The latest in the Performer’s Platform series organised by St James’s Cavalier featured trumpeter Carlos Borg and experienced pianist Tricia Dawn Williams.

Known for her predilection for modern and contemporary music, both as soloist and accompanist, it need not take a look at the programme to know what kind of music to expect.

Indeed, the first work was Hindemith’s Sonata for trumpet and piano (1938). It is a very popular piece, with trumpeters worth their salt. Malta’s flourishing band clubs are the basic source of most of our best brass and woodwind players, and no less Borg, who was nurtured at St Michael’s Band Club of Żabbar and with which he is still deeply involved.

The sonata, in the traditional three-movement, is different in content. The initial Mit Kraft (With strength) saw exactly that, with the trumpeter’s assertive establishing of a powerful presence, egged on by the piano’s energetic driving force.

The beginning is very martial and leads to a very turbulent and well-handled section here. Rather than the expected slow middle movement, Hindemith continues underlying the movement with tension, even if in this Mäßig bewegt there is a certain amount of lighter playfulness juxtaposed with march-like elements from the previous movement.

There were some very slight deviations from the ideal pitch in some passages, well remedied by the time Trauermusik concluded the work. The innate sadness of this finale was pronounced and much in contrast with the rest of the work which the trumpet’s very long and beautifully sustained concluding note.
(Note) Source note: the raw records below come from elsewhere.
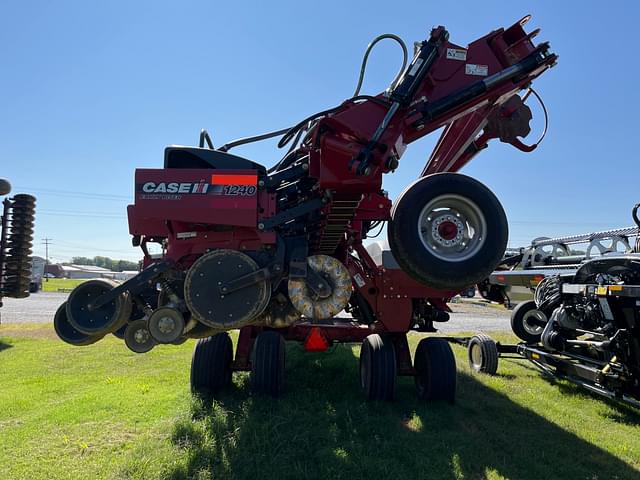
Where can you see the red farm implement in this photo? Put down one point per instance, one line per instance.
(278, 252)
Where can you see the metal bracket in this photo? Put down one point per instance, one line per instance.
(291, 213)
(133, 285)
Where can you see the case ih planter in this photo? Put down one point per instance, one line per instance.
(278, 252)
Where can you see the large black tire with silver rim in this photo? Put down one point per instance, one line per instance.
(378, 368)
(527, 322)
(483, 354)
(67, 333)
(97, 321)
(448, 231)
(435, 368)
(267, 364)
(211, 365)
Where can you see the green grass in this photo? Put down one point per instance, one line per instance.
(60, 284)
(102, 412)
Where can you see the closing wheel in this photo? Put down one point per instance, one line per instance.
(378, 369)
(448, 231)
(211, 365)
(137, 337)
(166, 324)
(527, 322)
(483, 354)
(267, 364)
(435, 368)
(98, 321)
(67, 333)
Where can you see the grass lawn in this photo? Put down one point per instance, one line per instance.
(102, 412)
(60, 284)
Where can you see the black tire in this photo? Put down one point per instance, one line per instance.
(211, 365)
(443, 270)
(483, 354)
(378, 368)
(435, 368)
(267, 364)
(520, 322)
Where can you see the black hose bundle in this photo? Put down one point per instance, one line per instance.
(548, 294)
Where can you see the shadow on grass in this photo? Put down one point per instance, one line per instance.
(322, 428)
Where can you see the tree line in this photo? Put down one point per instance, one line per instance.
(104, 262)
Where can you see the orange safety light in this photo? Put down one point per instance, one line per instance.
(315, 341)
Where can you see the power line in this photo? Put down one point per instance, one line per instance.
(76, 194)
(47, 242)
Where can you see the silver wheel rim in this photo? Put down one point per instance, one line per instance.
(476, 355)
(452, 228)
(532, 328)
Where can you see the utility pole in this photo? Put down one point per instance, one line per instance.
(46, 242)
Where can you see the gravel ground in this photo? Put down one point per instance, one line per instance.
(37, 308)
(467, 316)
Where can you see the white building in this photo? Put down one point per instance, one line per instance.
(86, 272)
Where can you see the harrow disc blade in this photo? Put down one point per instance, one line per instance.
(224, 311)
(97, 321)
(67, 332)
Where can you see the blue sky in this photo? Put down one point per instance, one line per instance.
(91, 90)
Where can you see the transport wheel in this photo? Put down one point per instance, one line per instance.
(483, 354)
(211, 365)
(378, 369)
(435, 368)
(525, 322)
(267, 364)
(67, 333)
(120, 333)
(447, 231)
(166, 325)
(137, 337)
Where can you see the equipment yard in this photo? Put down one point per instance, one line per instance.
(103, 412)
(469, 315)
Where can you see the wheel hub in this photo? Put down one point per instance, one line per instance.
(447, 230)
(141, 335)
(452, 227)
(166, 324)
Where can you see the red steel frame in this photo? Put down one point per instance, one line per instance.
(331, 145)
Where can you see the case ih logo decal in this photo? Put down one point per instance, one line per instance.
(175, 187)
(232, 185)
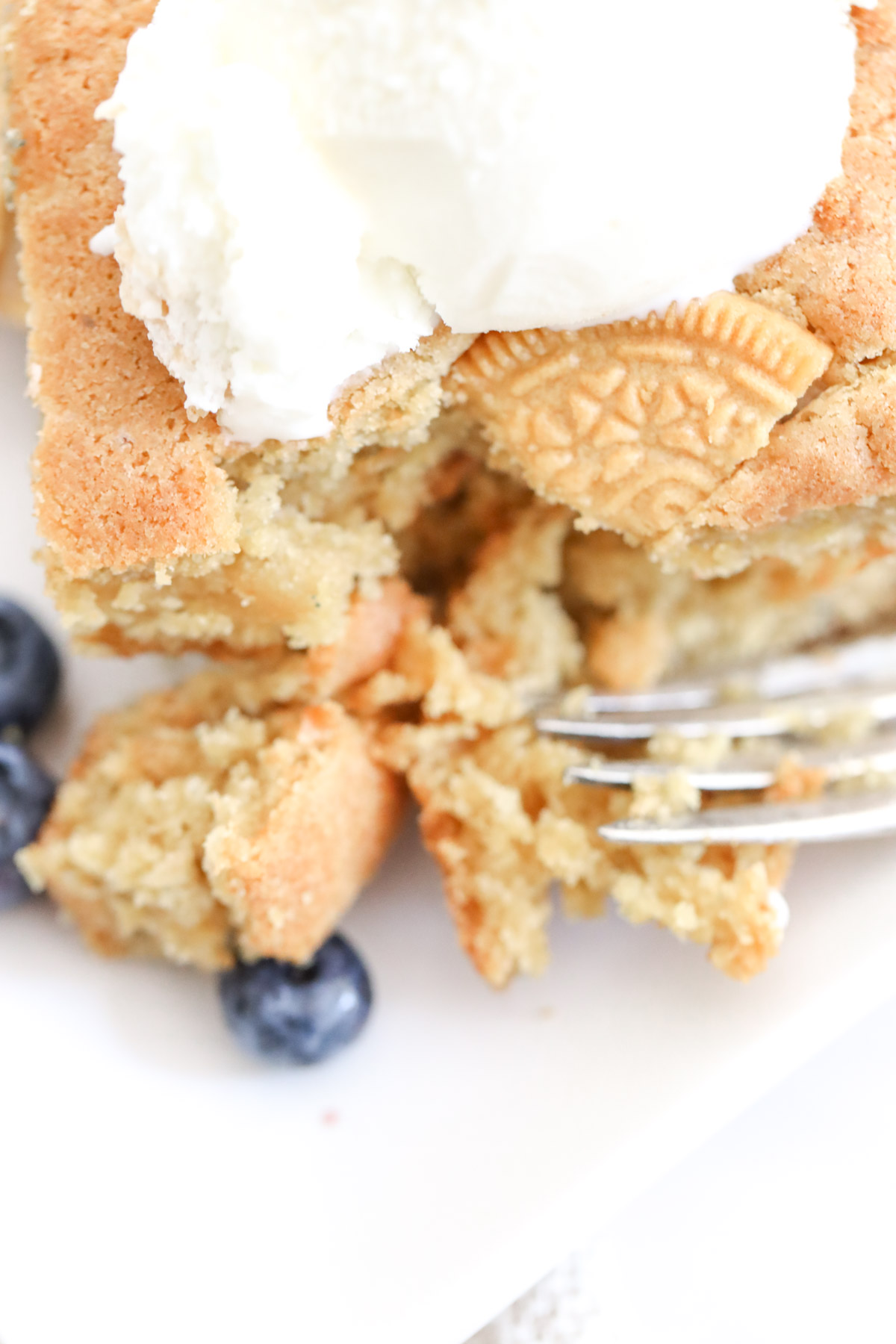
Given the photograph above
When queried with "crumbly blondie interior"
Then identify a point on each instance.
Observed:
(750, 425)
(608, 505)
(237, 815)
(539, 609)
(181, 826)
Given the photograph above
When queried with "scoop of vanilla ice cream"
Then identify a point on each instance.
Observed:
(312, 184)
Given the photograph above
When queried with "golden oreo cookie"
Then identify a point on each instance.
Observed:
(635, 423)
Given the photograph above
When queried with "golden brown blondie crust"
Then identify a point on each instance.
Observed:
(124, 482)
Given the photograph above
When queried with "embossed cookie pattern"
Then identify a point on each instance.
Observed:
(635, 423)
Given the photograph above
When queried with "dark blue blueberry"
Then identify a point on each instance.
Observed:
(28, 668)
(299, 1015)
(26, 794)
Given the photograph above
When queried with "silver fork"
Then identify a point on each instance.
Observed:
(788, 703)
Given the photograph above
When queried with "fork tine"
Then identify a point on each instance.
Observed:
(820, 821)
(794, 717)
(744, 772)
(827, 667)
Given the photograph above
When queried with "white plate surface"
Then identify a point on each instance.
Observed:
(158, 1186)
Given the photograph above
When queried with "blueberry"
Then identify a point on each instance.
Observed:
(26, 794)
(28, 668)
(299, 1015)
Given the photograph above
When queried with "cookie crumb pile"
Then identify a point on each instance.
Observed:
(494, 517)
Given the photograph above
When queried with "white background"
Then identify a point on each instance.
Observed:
(781, 1229)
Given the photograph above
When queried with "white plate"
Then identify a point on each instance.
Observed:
(156, 1186)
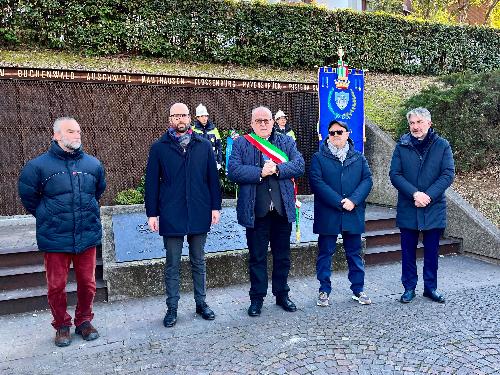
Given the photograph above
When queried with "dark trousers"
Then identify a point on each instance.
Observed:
(56, 270)
(275, 229)
(409, 241)
(173, 247)
(327, 244)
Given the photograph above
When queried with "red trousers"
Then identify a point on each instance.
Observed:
(57, 266)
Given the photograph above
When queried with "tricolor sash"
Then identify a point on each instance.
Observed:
(278, 156)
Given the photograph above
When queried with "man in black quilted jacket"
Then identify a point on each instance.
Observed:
(61, 188)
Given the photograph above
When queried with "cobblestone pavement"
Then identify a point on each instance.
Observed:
(459, 337)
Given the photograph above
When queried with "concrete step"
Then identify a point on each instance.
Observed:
(382, 237)
(35, 298)
(29, 255)
(27, 276)
(392, 253)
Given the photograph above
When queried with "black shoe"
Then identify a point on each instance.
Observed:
(170, 317)
(205, 311)
(87, 331)
(286, 304)
(63, 337)
(407, 296)
(434, 295)
(255, 308)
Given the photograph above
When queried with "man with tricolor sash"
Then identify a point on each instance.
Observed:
(264, 164)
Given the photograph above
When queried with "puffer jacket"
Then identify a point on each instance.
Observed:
(331, 181)
(431, 173)
(62, 190)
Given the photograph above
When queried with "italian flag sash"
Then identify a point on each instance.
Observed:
(277, 156)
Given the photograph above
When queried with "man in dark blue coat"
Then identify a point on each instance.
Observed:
(182, 197)
(61, 188)
(422, 168)
(341, 181)
(266, 204)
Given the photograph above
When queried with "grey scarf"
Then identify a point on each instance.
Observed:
(339, 153)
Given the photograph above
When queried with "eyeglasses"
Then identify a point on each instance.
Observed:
(338, 132)
(180, 115)
(260, 121)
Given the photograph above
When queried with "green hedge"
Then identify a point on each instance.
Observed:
(248, 33)
(467, 113)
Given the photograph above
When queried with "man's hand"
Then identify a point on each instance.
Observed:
(268, 169)
(153, 223)
(421, 199)
(347, 204)
(215, 217)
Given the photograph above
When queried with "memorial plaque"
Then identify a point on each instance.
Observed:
(134, 241)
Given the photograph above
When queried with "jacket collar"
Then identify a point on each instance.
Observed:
(166, 138)
(56, 150)
(210, 125)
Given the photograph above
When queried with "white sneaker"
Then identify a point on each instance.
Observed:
(362, 298)
(322, 299)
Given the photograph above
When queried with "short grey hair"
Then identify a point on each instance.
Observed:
(420, 112)
(59, 121)
(262, 108)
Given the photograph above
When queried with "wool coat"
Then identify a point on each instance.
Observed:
(245, 170)
(182, 186)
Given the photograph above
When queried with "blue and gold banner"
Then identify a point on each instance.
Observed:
(341, 97)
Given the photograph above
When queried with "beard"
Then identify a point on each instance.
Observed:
(72, 145)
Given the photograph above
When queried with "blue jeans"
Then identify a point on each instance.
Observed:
(327, 244)
(409, 241)
(173, 247)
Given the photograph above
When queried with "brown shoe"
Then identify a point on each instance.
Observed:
(87, 331)
(63, 337)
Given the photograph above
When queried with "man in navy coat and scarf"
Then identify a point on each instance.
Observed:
(182, 198)
(422, 168)
(264, 164)
(341, 181)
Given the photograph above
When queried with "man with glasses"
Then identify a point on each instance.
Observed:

In its few minutes’ duration, Bloch’s Proclamation sees no less than six or seven changes of tempi. Originally he wrote it for trumpet and orchestra. In the arrangement for piano the trumpet, of course, retains supremacy, with the piano providing the necessary solid backing which was always forthcoming.

The work is very declamatory, of course, with a decisively assertive and rather energetic opening allegro gradually giving way to a slowly diminishing quest for calmer if deeper waters, with an increase in the lyrical aspects of the music.

By contrast, the showpiece that is Herbert Clarke’s The Debutante (Caprice Brilliant), the oldest piece in the concert (1917) was a crescendo of technical prowess shared to some extent by the piano, as well in this arrangement from the original with brass band.

It reminds one very much of the bel canto fantasias and arrangements of opera arias, a device so popular in the 19th century.

These always call for a lot of virtuosity on the part of the main protagonist, not lacking here, and in which some very lyrical passages did not lack either. It ended the recital with a general touch of admirable accomplishment.